The second run trimmed to six episodes and added a deep bench of guest names, betting that a tighter, starrier season holds the audience that found the first.

Where Season 3 Stands

For all the celebration, no third season has been announced. The second season is six episodes streaming now on Hulu in the United States and on Disney+ for international viewers per the platform’s Season 2 guide, and what happens next runs on the same early-window logic Shaikh described from the stage.

That is why a victory lap doubled as a warning. The trophy says the show mattered; the renewal will be decided by how many people press play in the weeks after launch, a figure tracked by firms like Parrot Analytics and its content demand measurement. Season 2’s six episodes are out now, and whether a third follows depends on numbers Hulu has not shared.

Frequently Asked Questions

Where Can I Watch Deli Boys Season 2?

Season 2 streams on Hulu in the United States and on Disney+ in international markets. It runs six episodes and premiered on May 28, 2026.

Has Deli Boys Been Renewed for a Third Season?

No. As of the PAAFF reception, Hulu has not announced a third season. Renewal hinges on early viewership in the weeks after the Season 2 launch.
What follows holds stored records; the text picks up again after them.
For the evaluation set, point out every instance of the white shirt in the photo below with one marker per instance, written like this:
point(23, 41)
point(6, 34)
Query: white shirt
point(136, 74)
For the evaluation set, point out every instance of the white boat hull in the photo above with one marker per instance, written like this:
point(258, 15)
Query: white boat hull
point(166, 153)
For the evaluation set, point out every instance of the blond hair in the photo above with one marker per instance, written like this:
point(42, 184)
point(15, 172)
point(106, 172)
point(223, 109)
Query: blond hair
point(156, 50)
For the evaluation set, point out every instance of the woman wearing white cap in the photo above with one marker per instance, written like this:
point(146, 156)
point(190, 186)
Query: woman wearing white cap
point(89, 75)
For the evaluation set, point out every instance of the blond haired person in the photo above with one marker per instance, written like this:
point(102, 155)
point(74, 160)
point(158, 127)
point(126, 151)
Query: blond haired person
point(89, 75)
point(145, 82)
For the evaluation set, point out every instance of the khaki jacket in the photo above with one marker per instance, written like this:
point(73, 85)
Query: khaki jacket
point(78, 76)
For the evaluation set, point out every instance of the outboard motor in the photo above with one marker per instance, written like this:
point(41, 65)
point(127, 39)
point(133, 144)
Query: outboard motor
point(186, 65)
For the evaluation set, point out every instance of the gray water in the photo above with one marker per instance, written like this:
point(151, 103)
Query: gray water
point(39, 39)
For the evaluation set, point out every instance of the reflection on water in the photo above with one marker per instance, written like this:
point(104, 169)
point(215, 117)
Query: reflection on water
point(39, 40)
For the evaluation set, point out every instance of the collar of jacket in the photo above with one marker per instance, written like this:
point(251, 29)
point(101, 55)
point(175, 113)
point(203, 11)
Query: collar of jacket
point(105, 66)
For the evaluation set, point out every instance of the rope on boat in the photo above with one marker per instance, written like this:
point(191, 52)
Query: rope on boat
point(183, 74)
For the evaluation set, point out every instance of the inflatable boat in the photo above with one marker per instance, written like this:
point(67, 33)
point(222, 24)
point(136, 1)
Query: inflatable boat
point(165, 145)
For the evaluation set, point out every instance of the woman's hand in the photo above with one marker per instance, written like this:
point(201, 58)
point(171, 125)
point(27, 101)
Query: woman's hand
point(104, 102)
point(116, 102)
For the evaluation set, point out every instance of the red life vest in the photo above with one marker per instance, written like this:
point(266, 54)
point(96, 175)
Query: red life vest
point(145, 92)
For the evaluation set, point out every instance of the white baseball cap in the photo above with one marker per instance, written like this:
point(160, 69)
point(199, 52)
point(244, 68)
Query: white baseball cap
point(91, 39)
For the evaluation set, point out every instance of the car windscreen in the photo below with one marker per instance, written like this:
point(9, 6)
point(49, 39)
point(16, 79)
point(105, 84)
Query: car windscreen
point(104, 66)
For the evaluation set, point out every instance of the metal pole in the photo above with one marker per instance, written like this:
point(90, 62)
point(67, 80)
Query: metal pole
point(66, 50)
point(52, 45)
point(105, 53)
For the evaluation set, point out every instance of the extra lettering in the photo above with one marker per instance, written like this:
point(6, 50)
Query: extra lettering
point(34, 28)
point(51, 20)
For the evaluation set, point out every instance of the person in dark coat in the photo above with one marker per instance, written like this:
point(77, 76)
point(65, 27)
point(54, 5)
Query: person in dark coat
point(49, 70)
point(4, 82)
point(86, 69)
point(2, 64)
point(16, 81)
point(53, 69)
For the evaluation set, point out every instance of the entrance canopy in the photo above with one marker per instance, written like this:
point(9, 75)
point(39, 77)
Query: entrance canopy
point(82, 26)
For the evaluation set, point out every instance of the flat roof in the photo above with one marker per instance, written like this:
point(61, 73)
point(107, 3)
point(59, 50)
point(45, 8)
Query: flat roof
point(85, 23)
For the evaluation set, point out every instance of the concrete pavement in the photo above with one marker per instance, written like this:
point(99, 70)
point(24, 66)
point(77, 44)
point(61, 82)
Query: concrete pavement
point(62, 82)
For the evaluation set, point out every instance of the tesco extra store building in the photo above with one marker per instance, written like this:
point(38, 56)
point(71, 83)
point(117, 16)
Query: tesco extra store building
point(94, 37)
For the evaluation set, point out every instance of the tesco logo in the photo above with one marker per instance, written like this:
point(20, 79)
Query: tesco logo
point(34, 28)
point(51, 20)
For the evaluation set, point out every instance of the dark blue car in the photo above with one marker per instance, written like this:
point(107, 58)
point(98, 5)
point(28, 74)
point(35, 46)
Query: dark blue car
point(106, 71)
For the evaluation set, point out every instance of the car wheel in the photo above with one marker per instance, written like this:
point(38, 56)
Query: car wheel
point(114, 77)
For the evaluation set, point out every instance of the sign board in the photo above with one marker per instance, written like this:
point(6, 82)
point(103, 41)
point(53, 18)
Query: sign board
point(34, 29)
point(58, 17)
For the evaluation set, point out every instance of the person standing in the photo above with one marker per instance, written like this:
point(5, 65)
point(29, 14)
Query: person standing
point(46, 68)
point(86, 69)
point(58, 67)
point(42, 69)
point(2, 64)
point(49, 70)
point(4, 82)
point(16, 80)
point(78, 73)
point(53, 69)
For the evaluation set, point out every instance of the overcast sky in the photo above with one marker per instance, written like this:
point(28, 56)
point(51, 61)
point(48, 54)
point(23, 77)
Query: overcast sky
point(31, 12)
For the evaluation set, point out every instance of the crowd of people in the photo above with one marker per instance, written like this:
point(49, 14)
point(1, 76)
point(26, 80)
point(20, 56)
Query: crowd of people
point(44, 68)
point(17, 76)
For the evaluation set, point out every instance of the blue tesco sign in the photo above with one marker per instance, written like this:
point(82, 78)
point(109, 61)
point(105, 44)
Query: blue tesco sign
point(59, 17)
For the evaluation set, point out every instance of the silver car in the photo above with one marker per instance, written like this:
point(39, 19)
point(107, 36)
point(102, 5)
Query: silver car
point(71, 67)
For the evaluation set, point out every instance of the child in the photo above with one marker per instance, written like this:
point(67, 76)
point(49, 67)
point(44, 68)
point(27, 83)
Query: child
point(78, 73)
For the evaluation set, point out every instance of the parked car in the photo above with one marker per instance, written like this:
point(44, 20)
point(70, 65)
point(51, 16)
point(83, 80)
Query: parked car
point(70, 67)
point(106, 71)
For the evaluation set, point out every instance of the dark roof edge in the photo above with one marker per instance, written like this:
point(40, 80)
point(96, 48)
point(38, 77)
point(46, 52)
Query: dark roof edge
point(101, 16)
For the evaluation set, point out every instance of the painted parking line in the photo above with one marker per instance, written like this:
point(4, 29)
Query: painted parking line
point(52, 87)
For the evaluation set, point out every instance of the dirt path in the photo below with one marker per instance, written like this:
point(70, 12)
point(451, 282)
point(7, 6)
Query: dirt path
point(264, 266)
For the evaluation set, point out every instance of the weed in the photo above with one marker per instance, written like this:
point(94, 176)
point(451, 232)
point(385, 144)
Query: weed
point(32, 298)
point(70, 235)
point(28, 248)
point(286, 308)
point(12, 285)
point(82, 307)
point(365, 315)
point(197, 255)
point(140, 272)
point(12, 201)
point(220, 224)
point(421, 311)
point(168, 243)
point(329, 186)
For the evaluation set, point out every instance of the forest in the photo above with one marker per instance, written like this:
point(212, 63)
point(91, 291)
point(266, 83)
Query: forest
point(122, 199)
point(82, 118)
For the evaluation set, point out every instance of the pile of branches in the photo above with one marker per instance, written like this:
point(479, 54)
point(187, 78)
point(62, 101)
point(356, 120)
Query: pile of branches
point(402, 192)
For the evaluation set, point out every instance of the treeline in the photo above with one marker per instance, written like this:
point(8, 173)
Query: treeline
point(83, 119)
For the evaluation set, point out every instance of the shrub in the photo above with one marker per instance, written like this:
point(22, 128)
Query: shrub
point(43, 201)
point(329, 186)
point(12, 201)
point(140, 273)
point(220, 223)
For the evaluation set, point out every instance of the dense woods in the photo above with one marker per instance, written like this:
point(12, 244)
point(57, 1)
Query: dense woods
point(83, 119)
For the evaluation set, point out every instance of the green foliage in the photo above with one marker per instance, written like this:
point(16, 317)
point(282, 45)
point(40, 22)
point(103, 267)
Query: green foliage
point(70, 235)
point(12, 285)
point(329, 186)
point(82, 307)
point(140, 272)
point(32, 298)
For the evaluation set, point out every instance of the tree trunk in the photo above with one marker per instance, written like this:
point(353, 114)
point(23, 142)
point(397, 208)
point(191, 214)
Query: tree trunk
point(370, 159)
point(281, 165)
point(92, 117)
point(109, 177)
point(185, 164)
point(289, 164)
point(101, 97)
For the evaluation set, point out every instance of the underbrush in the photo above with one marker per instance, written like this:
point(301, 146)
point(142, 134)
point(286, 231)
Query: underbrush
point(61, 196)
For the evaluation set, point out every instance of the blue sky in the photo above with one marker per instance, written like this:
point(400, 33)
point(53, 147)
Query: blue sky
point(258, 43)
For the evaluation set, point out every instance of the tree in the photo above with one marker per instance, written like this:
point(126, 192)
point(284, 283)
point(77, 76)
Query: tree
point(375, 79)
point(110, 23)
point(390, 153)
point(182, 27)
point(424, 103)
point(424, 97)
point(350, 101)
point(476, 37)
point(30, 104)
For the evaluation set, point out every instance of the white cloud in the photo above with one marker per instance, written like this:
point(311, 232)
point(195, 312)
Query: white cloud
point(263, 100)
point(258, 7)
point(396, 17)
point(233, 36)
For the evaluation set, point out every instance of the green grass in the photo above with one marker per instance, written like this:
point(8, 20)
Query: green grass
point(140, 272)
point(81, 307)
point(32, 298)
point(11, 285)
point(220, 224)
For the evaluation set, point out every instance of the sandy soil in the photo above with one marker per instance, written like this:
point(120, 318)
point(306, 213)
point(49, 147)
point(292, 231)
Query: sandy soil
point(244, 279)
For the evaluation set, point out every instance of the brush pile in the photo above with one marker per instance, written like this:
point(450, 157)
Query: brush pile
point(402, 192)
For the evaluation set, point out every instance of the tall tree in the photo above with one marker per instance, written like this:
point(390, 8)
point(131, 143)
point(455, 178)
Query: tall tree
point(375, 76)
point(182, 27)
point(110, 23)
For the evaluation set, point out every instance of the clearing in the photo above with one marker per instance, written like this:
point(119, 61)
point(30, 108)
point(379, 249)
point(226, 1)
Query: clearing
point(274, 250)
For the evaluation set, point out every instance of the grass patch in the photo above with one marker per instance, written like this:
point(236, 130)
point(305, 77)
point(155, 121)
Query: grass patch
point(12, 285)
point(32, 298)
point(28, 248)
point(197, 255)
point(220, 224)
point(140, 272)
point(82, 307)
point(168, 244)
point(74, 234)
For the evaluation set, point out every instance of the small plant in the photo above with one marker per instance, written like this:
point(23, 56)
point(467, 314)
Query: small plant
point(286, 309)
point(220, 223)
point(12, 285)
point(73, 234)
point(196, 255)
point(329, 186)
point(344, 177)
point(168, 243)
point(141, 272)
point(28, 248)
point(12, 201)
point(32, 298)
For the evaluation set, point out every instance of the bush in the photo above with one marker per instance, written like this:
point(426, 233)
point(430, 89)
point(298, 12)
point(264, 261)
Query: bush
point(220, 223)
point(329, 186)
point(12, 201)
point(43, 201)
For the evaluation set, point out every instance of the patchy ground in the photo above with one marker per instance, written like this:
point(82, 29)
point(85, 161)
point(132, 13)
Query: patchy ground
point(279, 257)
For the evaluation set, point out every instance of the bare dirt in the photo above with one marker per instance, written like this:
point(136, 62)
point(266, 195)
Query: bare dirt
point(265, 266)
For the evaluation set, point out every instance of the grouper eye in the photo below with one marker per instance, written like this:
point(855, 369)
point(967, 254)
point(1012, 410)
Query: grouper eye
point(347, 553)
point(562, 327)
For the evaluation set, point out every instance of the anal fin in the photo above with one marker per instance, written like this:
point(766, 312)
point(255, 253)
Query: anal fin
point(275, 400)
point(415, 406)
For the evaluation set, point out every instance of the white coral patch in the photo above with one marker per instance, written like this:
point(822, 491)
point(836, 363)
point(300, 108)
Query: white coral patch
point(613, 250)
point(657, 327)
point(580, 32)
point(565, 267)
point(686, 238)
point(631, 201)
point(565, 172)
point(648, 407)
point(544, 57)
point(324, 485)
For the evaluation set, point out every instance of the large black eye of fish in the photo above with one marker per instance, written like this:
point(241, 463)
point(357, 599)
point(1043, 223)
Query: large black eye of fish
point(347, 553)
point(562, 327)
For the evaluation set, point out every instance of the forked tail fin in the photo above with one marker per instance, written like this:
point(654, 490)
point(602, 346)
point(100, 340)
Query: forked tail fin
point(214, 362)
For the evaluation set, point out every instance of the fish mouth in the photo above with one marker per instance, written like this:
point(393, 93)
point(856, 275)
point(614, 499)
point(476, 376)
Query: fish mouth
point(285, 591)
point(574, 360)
What Award Did the Show Win at PAAFF?

It received the AANHPI Storyteller Icon Award at the Philadelphia Asian American Film Foundation’s inaugural Benefit Reception, accepted by stars Asif Ali and Saagar Shaikh.

Who Created Deli Boys and Where Is It Set?

The series was created by Abdullah Saeed, a Temple University graduate who lived in Philadelphia for eight years. It is set in the city and follows two Pakistani American brothers who inherit their late father’s drug empire.

Which New Cast Members Joined Season 2?

Fred Armisen joined as a series regular, with guest and recurring turns from Kumail Nanjiani, Andrew Rannells, Lilly Singh and Robin Thede added to the original ensemble.